From a Caribbean perspective, art historian Petrine Archer Straw observes that "Cecil Cooper's talents were not restricted to the visual arts and ... his talents as a classical musician exposed him to European forms also."
Indeed, over the last five decades, Cooper's paintings have consistently manifested an arresting fusion of European and African elements. This is an enduring characteristic of his artistic practice.
Familiar images in Cecil Cooper's paintings are geometric masks that both conceal and reveal the human face. Then there are those bodies joined together as if in a perpetual Middle Passage posture. An early work such as Warriors (1980) embodies fierce resistance, the militant faces overlapping in a tightly knit brotherhood. This powerful image of community is also seen in many of Cooper's later works.

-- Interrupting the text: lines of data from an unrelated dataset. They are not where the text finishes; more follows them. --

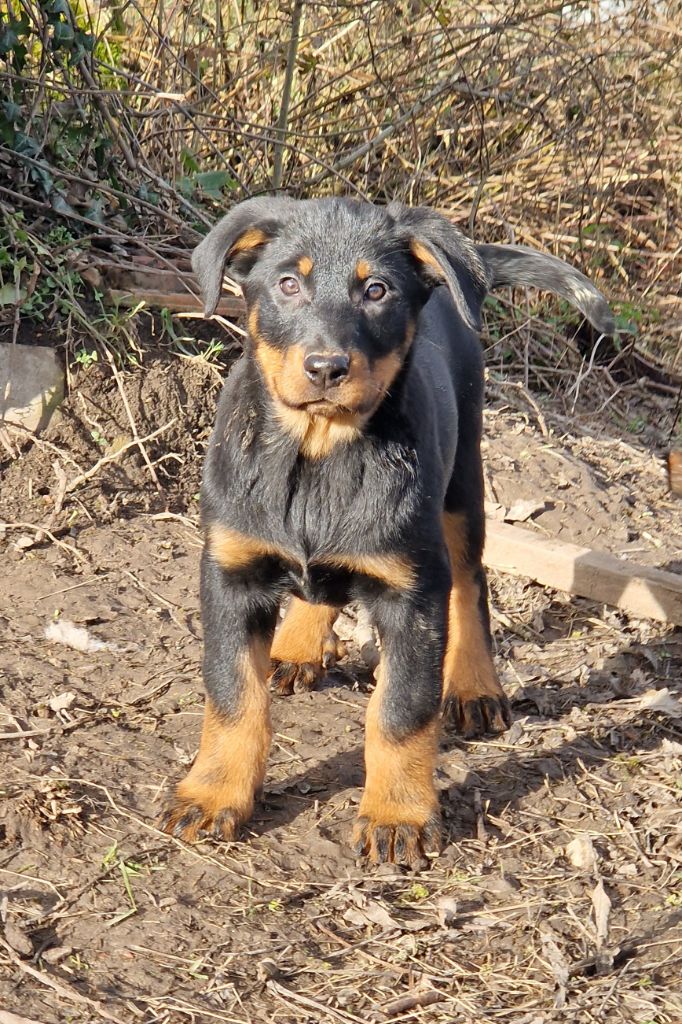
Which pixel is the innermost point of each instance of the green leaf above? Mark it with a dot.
(56, 7)
(8, 295)
(62, 36)
(59, 205)
(11, 111)
(212, 182)
(188, 161)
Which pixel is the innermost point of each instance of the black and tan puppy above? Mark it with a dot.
(345, 466)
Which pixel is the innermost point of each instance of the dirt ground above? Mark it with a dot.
(558, 893)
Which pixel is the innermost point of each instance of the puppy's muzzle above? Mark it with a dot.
(327, 370)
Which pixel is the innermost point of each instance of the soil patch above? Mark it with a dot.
(558, 894)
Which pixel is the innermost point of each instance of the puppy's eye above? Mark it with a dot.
(375, 291)
(289, 286)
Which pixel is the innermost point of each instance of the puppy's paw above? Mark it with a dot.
(190, 821)
(474, 716)
(291, 676)
(397, 843)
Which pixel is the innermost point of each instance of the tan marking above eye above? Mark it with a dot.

Rites of Spring uses intertwining female faces to create a sensuous sisterhood. And there is also a hint of the female body as a musical instrument to be played with precision and sensitivity.
The 2015 painting Devotion sustains the image of fertility with the inclusion of a fish, a sign of pregnancy in Jamaican folk culture. In other paintings, the female body is presented as delicious fruit and flowers.
Understandably, music is a favourite theme in Cooper's work as seen in the titles of some of the paintings from his 2012 solo exhibition: "o Music (1 and 2), Adagio, Interlude, and Reverie.
The latter painting suggests both meanings of the word: reverie as a state of daydreaming in which one becomes lost in thought; and also an instrumental piece that conjures up a dreamlike state of mind or an introspective mood.
Cecil Cooper's canvasses both large and small convey the breadth and depth of his artistic vision. For more than five decades, he has been creating works of art that distil the essence of his philosophy of family, community, nation and diaspora. And it is this grand sense of vision and mission that allowed him in his capacity as head of the painting department at the former Jamaica School of Art to inspire so many generations of students from across the Caribbean to develop their talents.
For three decades, Cecil Cooper provided intellectual leadership at the School of Art, as he earlier did as a teacher at the Calabar High School from 1966-1970.
In formal retirement from the classroom, Cecil Cooper continues to teach through the magnificent works in this 70th birthday exhibition. And he continues to learn. This is how he puts it: "The worst thing that can happen to an artist is when you believe you have achieved your maximum potential. It is that thing that you are always chasing ... . Hopefully, you never catch it. So that gives you a reason to get up tomorrow." Give thanks for all the tomorrows of Cecil Cooper's unfinished legacy!